В этом по-своему занимательном документе можно было найти не только
общие рассуждения, но и факты, подтверждающие и доказывающие выводы ав-
тора.
"Вчера ко мне в клинику привезли мальчика, который отравил кошку, а
затем облил ее труп одеколоном и сжег. Мамаша была вне себя от ужаса.
- Неужели я воспитываю садиста?! - вопрошала она. - Он ненормален! Он
жесток, как палач...
"Дура! - хотелось крикнуть мне. - Твой отпрыск совершенно нормален.
Он познает жизнь. И благодари судьбу, что его познание началось с кошки,
а не с тебя. Скоро он успокоится и станет таким же серым и мерзким, как
все его воспитатели".
Выписал живодеру успокоительное и отпустил с миром.
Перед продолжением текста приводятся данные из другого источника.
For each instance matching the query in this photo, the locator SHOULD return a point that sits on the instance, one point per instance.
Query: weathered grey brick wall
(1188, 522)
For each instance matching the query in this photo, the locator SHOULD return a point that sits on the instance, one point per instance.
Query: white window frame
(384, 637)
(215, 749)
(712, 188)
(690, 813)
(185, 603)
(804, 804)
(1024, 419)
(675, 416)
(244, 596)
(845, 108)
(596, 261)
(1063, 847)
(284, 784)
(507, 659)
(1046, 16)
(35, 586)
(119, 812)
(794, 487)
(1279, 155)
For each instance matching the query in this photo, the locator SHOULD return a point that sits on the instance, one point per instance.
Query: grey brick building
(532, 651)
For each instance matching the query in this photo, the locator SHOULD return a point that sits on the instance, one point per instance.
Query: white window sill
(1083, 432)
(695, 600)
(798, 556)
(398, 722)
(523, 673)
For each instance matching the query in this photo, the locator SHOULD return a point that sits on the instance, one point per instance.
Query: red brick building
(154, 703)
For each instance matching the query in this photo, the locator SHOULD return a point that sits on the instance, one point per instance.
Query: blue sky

Смотреть на его
блаженное лицо не было сил. Да и мамаша была мне противна до омерзе-
ния... "
"Далия говорит, что мне давно пора жениться. Какие глупости! Жить под
одной крышей с женщиной? Еженощно ложиться с ней под одну простыню?! Мо-
жет ли быть в жизни что-то ужаснее?! Женщины нужны совсем для другого.
Впрочем, я не уверен, что они вообще нужны".
Этот дневник обладал уникальной особенностью. Его "весенние" записи
резко отличались от "летних", "осенних" и "зимних". Отличались и по то-
ну, и по темам.
В ноябрьских фрагментах 197... года можно было встретить, к примеру,
такое описание:
"Первый дождь я встретил на пляже. Вокруг было очаровательно пустын-
но. Ни души. Море дышало, как спящая женщина. Воздух был разрежен, небо
облачно. Везде было так безлико и серо - никаких кричащих красок, ника-
ких звуков, никакого движения, - так бывает, наверное, только на необи-
таемых планетах. И в то же время миллионы мелких оттенков, крохотных ню-
ансов - в дуновении ветра, в шевелении песка под морской пеной, в моно-
тонном гуле набегающих волн... В этот вечер мне удалось, наконец, счаст-
ливо надышаться. Чудесная нынче осень!.."
А буквально через пять месяцев Виктор уже ополчался на всех и вся,
даже на свою ни в чем не повинную нацию:
"Песах... Шумные, разнузданные еврейские праздники мне не по нутру.
Бр-р-р!.. Что такое праздник? Это состояние внешнего уединения и внут-
ренней удовлетворенности. Чего ищут эти блаженненькие в общих посиделках
при свечах, в вечной базарной толкотне, в пустых разговорах нос к носу?
Эта ужасная страна не создана для уединения. Она слишком мала и слишком
тщеславна. Мне в этом смысле, ей-богу, ближе Антарктида. И, честное сло-
во, я не могу дать определенного ответа на вопрос, кем лучше родиться:
евреем или пингвином..."
Будничный день Виктора состоял из целого комплекса упражнений в чело-
веконенавистничестве.
- Не соизволите ли уступить мне дорогу, почтенный! - язвительно обра-
щался он к согбенному старцу, медленно влекущемуся по узкому тротуару
впереди Виктора.
"Не путайся под ногами, паскуда! - гремело у него внутри. - А не то
раздавлю ненароком!.."
- Пачку сигарет! - не здороваясь, приказывал он невероятно толстому
лавочнику, торгующему возле его дома.
"Зачем же ты, гнида, такую харю себе отъел?!" - возмущалась черная
душа мизантропа.
Проезжая по насыщенным движением городским улицам, Виктор так неисто-
во сигналил, что его время от времени штрафовали за нарушение покоя
граждан.
Однажды он подал в суд на владельца фешенебельного ресторана в Герц-
лии за то, что на поданный Виктору шашлык по недоразумению села муха.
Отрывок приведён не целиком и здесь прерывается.